There’s hope for Hong Kong’s visually impaired residents, as the city’s first guide dog training school, backed by revenue from an NFT project, opens this summer
Walker is more than a guide dog to Rebekah Lam’s family. Seven years ago, her father, who suffers from inherited retinal dystrophy and can barely distinguish light and distance, took a misstep and fell onto the light rail track in Yuen Long. All his belongings fell out of his bag and his hearing aid battery fell off. “That was when I knew he couldn’t just rely on canes; he needed a companion,” Lam says.
Back then, Raymond Cheung, the founding chairman of the Hong Kong Seeing Eye Dog Services, was advocating the use of guide dogs in the city, setting up kiosks around town to speak to people about the idea. “My father came across Cheung’s booth and stepped on a seeing eye dog’s tail by accident. To our surprise, it didn’t bite back,” Lam recalls. “We decided to give the seeing eye dog service a try for a month; our lives changed completely.” Seeing eye dogs are the same as guide dogs.
Walker, a ten-year-old Labrador Retriever, became Lam’s father’s eyes in November 2014. “In the past, passers-by avoided my father when they saw him using his cane. Now, when they see his seeing eye dog, people warm up to him and make small talk about Walker; restaurant owners read the menu to him. He has been happier, safer and less lonely, and I feel relieved,” Lam says. “We see Walker as family. I call him ‘little brother’.”
Cheung, who has been training guide dogs for more than a decade and describes his work as “sacred”, says that the animals are more reliable than canes. They help visually impaired avoid obstacles, such as temporary roadblocks, in their usual routes, or cross the road in a noisy environment that disrupts audio navigation.
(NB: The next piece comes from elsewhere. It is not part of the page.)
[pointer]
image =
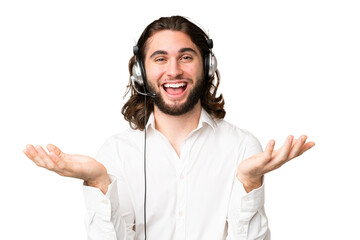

Cheung also says guide dogs are great mental support. “People with acquired visual impairment suffer more emotionally compared to those who are born blind,” he says, adding that some require treatment for depression. “The former need to adapt to the sudden loss of sight. They struggle with tasks as simple as using the bathroom. But some of the people using seeing eye dogs no longer need to take antidepressants. They see the dogs as their soulmates.”